Defunct German newspaper

The Coburger Zeitung was a German-language daily newspaper servicing Coburg, Bavaria, Germany. It was first published in 1854, and then again from 1861 to 1935. Its issues were printed in Dornheim. It was described as being politically conservative. The newspaper ceased publication in 1935 after competition with the Coburger Nationalzeitung, a Nazi-affiliated newspaper. It and all other Coburg newspapers were either closed down or incorporated into that paper during the process of Gleichschaltung.

== History ==
The paper was first published in 1854, before ceasing. It began again in 1861. During its existence, the paper serviced the German city of Coburg. It was a daily newspaper, and its issues were printed in Dornheim. It was described as being politically conservative. Its description of itself was Vereinsorgan der Verbandes der landwirtschaftlichen Vereine für das Coburger Land. German historian and author Rudolph Genée was an editor of the paper from 1861 to 1864.

During the Weimar era, the paper functioned as a something of a mouthpiece for the German National People's Party; the paper was nationalist leaning, and after the signing of the Treaty of Versailles bemoaned it as "the crushing peace treaty". During the rise of the Nazi party in Germany, the paper enthusiastically reported on the nationalist atmosphere in Germany at the time and relevant events; it, with the Coburger Tageblatt (also center right) focused more on the cultural aspects and not the disorderly elements of the Nazi influence in Coburg, compared to socialist papers.
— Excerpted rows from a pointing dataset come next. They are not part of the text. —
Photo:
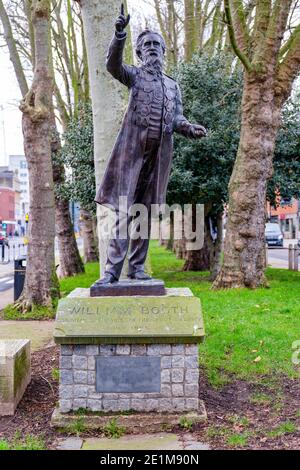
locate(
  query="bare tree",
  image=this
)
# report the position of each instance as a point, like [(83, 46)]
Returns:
[(40, 282), (270, 55)]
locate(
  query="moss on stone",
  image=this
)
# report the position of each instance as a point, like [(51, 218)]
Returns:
[(21, 366)]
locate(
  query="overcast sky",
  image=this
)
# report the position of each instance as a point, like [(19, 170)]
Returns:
[(11, 139)]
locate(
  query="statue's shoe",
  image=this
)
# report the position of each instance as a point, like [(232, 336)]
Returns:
[(140, 276), (108, 278)]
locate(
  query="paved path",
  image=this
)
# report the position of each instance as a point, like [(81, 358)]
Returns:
[(40, 333), (161, 441)]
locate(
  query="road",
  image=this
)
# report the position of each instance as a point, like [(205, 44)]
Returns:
[(7, 269), (277, 258)]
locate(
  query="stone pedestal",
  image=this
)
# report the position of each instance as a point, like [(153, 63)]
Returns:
[(129, 354), (15, 373)]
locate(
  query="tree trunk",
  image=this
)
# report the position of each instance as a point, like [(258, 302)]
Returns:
[(89, 242), (107, 94), (70, 262), (216, 250), (190, 40), (245, 241), (199, 260), (40, 281)]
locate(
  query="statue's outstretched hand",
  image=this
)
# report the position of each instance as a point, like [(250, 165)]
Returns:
[(122, 21), (197, 131)]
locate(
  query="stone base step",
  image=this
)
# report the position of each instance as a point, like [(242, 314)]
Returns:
[(134, 423)]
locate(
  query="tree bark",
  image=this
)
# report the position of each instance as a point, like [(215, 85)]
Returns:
[(40, 281), (90, 253), (70, 262), (190, 40), (245, 242), (216, 251), (199, 260)]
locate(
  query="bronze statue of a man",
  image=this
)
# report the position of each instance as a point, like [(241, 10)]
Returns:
[(140, 162)]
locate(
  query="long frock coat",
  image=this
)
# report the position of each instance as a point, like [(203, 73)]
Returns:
[(125, 163)]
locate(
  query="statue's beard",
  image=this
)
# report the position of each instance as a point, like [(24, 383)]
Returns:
[(153, 61)]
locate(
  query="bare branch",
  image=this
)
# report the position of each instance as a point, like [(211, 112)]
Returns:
[(243, 57), (13, 52)]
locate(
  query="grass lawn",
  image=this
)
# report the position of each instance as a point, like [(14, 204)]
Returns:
[(249, 333)]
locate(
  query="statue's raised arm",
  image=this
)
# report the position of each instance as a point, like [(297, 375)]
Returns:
[(114, 61)]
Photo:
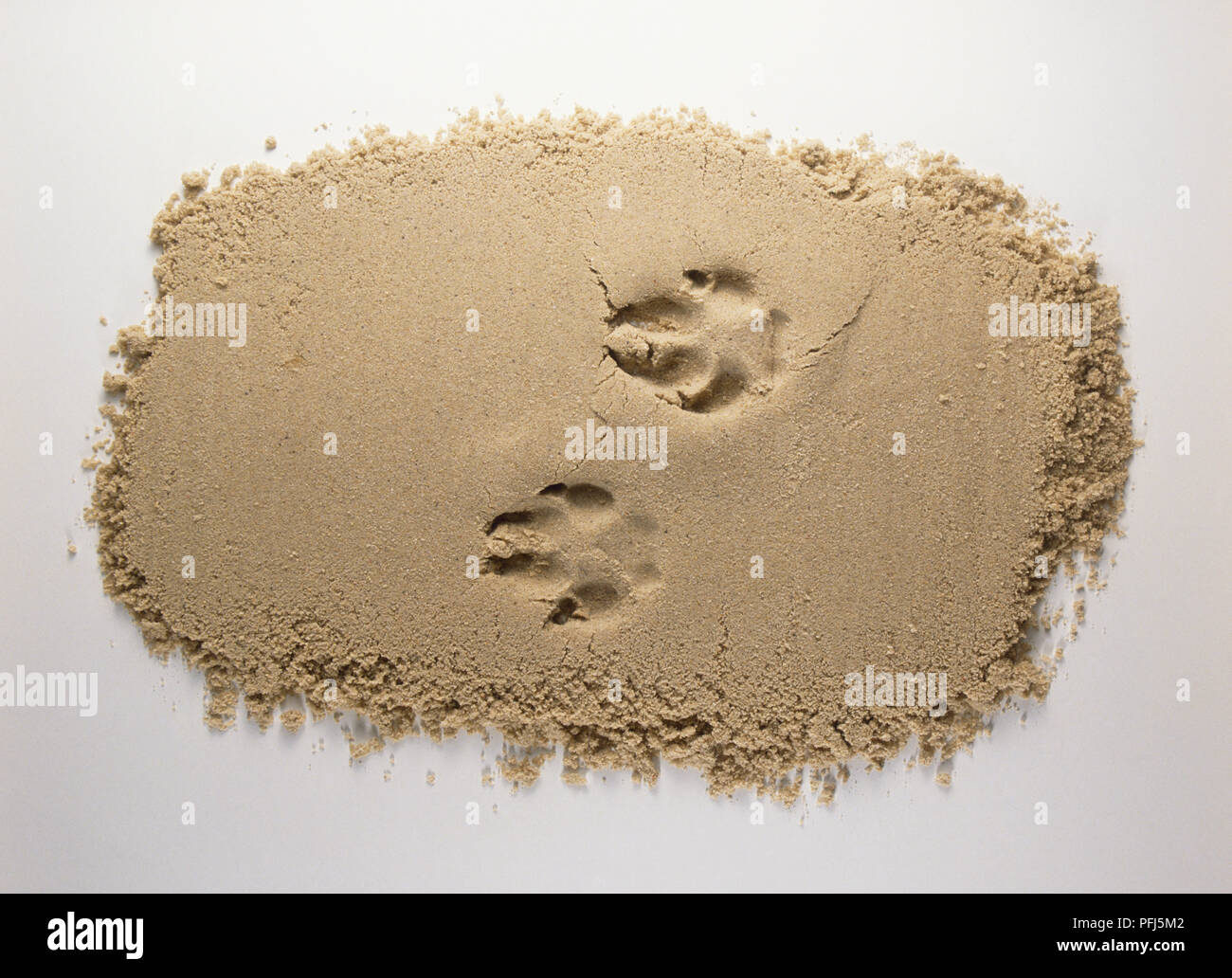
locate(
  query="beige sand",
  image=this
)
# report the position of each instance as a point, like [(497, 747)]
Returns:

In 1924, the Völkische Block (an alliance of several right leaning nationalist groups) announced its political aims in the paper, declaring their desire for the removal of civil rights from Jews and decrying miscegenation. The newspaper ceased publication in 1935 after competition with the Coburger Nationalzeitung, a newspaper affiliated with the Gau Bayreuth. It and all other Coburg newspapers were either closed down or incorporated into the Coburger Nationalzeitung during the process of Gleichschaltung.